Job 30:19

19 I am comparisoned to clay, and I am made like to a dead spark and ashes.

Job 30:19 Meaning and Commentary

Job 30:19

He hath cast me into the mire
As Jeremiah was literally; here it is to be understood in a figurative sense; not of the mire of sin, into which God casts none, men fall into it of themselves, but of the mire of affliction and calamity; see ( Psalms 40:2 ) ( 69:2 ) ; and which Job here ascribes to God; and whereby he was in as mean, abject, and contemptible a condition, as if he had been thrown into a kennel, and rolled in it; and he speaks of it as an act of God, done with contempt of him, and indignation at him, as he apprehended it.
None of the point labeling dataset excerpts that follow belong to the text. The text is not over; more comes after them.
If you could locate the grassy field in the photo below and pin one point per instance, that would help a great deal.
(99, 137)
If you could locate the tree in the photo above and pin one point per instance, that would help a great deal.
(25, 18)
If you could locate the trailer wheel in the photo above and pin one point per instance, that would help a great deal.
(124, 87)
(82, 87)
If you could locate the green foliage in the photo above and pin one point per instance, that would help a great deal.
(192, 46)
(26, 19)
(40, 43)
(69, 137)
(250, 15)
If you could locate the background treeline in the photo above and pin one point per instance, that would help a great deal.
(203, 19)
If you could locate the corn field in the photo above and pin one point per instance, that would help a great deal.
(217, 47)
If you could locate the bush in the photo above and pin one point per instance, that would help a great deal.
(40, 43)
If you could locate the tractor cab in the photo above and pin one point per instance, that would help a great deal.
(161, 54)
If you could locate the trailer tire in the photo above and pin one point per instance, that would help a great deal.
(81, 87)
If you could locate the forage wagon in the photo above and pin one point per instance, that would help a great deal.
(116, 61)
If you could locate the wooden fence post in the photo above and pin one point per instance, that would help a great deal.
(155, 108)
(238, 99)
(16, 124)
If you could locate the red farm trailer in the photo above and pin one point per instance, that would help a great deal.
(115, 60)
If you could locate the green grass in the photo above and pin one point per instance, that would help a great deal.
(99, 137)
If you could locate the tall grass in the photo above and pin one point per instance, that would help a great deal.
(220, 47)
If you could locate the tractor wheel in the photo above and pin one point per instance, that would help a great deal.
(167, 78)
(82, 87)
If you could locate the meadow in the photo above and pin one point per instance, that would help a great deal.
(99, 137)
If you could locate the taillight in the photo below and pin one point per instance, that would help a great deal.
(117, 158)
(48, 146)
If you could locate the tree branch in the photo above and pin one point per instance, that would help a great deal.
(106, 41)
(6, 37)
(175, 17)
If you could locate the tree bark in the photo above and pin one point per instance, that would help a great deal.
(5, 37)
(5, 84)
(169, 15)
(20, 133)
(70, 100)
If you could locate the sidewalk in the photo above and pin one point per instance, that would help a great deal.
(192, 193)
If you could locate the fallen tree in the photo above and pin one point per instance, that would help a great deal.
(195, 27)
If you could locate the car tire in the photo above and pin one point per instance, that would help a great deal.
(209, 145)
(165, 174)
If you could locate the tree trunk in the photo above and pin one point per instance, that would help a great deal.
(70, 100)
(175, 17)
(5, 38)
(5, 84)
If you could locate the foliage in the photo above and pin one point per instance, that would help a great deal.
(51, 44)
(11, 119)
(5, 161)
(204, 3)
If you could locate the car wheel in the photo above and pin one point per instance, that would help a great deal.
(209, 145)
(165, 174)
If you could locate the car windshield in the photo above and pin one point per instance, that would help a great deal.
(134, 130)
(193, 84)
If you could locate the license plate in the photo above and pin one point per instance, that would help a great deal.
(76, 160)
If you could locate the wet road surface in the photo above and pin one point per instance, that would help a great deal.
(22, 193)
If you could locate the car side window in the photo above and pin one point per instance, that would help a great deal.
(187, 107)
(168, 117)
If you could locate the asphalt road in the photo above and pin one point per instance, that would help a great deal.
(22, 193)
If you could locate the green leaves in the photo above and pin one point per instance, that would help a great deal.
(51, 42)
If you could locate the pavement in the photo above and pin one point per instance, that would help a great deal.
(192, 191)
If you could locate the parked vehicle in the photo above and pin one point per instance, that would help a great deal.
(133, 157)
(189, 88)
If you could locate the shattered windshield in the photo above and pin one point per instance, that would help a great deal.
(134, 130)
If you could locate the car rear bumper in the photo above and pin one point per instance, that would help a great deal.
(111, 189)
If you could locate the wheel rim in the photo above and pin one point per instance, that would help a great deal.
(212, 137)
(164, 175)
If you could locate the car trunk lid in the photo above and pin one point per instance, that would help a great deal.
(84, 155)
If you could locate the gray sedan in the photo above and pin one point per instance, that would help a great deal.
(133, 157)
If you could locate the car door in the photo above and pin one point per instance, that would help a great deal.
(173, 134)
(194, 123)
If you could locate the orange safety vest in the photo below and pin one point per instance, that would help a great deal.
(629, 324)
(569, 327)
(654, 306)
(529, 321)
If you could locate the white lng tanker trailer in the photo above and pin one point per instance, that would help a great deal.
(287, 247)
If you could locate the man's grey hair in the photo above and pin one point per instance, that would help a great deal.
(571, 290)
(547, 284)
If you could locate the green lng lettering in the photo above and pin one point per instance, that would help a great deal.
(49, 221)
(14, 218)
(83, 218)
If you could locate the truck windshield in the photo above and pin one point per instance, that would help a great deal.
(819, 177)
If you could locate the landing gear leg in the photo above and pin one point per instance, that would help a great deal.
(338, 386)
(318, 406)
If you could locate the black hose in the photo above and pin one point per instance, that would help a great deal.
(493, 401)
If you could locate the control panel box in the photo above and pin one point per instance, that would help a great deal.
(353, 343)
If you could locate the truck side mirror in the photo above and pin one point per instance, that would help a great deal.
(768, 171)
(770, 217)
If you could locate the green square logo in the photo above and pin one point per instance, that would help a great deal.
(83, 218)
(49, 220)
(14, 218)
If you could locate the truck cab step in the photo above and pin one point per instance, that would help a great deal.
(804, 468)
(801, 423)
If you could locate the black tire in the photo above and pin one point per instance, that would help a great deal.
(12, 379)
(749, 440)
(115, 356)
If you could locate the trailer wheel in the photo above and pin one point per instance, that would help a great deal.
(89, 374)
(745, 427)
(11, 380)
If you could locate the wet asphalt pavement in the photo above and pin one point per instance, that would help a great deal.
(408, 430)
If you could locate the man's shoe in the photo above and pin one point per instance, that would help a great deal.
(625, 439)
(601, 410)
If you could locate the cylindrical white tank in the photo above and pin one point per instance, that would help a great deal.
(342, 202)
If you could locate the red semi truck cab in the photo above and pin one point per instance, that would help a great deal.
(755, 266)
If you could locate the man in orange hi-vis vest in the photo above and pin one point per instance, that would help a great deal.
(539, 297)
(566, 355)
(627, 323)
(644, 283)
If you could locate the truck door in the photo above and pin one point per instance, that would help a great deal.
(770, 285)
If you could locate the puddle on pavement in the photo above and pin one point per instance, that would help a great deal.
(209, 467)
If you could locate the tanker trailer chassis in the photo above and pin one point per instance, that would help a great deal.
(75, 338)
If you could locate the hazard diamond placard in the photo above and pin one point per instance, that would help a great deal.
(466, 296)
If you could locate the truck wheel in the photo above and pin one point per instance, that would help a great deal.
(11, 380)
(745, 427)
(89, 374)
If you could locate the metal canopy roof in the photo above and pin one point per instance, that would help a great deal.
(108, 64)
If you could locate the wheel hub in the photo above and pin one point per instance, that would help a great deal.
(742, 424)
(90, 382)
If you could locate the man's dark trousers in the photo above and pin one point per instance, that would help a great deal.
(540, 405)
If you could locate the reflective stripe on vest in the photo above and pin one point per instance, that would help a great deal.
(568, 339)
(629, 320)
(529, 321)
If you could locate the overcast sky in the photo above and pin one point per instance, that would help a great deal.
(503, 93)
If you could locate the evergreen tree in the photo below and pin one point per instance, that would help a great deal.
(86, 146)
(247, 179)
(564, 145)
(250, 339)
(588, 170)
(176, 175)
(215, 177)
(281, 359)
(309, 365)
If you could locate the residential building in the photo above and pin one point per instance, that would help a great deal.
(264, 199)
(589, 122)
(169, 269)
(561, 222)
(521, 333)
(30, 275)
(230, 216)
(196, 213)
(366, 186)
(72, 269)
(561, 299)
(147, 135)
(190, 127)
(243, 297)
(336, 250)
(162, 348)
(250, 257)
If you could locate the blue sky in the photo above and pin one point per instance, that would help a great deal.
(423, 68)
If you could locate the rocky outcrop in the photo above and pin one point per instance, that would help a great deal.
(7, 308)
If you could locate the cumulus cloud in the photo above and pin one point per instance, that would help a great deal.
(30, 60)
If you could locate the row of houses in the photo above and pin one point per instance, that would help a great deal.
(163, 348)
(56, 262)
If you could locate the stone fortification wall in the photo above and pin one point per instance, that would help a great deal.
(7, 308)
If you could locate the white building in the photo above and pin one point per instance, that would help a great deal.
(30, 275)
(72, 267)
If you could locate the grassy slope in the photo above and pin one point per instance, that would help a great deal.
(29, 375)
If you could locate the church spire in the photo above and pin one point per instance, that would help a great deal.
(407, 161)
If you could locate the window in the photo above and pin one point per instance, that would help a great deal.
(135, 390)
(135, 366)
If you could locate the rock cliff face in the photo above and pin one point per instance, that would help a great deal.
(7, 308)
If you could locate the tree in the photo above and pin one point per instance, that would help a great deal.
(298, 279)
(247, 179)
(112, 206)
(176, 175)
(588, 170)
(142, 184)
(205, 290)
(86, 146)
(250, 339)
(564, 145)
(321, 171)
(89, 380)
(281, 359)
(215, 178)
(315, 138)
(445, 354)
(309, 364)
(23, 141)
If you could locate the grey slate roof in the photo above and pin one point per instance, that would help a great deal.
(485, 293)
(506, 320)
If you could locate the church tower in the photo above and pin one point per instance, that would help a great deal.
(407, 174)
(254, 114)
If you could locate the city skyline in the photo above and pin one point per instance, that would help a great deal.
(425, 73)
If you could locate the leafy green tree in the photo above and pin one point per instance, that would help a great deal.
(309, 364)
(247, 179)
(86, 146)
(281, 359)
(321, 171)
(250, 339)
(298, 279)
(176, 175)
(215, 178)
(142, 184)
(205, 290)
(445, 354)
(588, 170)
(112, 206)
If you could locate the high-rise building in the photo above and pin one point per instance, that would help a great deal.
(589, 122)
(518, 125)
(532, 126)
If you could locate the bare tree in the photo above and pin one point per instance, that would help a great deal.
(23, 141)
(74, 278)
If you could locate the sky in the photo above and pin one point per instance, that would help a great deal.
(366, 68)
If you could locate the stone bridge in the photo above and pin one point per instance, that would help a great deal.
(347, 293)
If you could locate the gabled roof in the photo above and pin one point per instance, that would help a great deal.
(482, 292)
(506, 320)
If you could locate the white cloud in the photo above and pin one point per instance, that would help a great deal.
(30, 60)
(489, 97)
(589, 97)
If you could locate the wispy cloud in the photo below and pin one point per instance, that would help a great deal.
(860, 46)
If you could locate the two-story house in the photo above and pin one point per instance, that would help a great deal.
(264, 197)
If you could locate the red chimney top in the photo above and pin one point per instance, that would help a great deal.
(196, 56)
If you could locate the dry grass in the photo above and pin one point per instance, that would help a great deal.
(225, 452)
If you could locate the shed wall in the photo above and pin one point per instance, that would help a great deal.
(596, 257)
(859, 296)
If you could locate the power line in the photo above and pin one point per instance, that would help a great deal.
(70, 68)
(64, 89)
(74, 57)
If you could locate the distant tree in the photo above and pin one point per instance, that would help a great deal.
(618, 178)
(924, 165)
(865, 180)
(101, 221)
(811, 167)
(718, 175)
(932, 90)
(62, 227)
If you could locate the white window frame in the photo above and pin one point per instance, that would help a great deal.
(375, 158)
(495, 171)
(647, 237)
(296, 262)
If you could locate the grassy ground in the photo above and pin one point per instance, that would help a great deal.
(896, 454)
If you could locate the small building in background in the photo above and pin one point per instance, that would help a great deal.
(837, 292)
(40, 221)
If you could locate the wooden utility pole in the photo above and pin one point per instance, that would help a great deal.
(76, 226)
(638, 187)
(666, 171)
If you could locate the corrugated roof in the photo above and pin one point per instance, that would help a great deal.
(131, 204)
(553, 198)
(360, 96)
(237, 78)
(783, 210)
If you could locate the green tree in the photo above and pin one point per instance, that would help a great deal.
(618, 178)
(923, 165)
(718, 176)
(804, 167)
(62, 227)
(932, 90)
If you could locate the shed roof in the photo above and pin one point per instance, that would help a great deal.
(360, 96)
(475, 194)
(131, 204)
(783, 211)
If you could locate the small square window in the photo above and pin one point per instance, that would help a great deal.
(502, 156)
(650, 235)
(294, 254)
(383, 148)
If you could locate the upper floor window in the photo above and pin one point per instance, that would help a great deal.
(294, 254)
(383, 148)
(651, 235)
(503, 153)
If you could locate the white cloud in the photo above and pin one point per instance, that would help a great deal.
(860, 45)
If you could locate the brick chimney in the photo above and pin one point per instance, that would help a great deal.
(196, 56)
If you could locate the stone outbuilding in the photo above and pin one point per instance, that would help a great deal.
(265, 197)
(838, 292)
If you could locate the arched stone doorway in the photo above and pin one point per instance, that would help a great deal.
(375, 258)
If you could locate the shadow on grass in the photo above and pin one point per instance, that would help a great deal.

Some Jewish writers F5 interpret it, "he taught me in the mire", or "it taught me"; his disease, his ulcers taught him to sit down in the mire, or in the midst of ashes, ( Job 2:8 ) ; but though this reading might admit of a good sense, as that Job was taught, as every good man is, many useful lessons in and by afflictions; yet it seems to be a sense foreign from the words:

and I am become like dust and ashes;
a phrase by which Abraham expresses his vileness, meanness, and unworthiness in the sight of God, ( Genesis 18:27 ) ; Job, through the force of his disease, looked like a corpse, or one half dead, and was crumbling and dropping into the dust of death and the grave, and looked livid and ash coloured; and even in a literal sense was covered with dust and ashes, when he sat among them, ( Job 2:8 ) ; though here it chiefly respects the miserable, forlorn, and contemptible condition in which he was.


FOOTNOTES:

F5 Vid. Jarchi & Bar Tzemach in loc.

Job 30:19 In-Context

17 In [the] night my bone is pierced with sorrows; and they, that eat me (who eat me), sleep not.
18 In the multitude of those my cloth is wasted (In the multitude of them my cloak is destroyed), and they have girded me (about) as with the collar of a coat.
19 I am comparisoned to clay, and I am made like to a dead spark and ashes.
20 I shall cry to thee, and thou shalt not hear me; I stand, and thou beholdest not me. (I cry to thee, but thou hearest me not/but thou answerest me not; I stand up, but thou seest me not.)
21 Thou art changed into cruel to me, and in the hardness of thine hand thou art adversary to me. (Thou art cruel towards me, and with thy hard hand thou hast become an adversary to me.)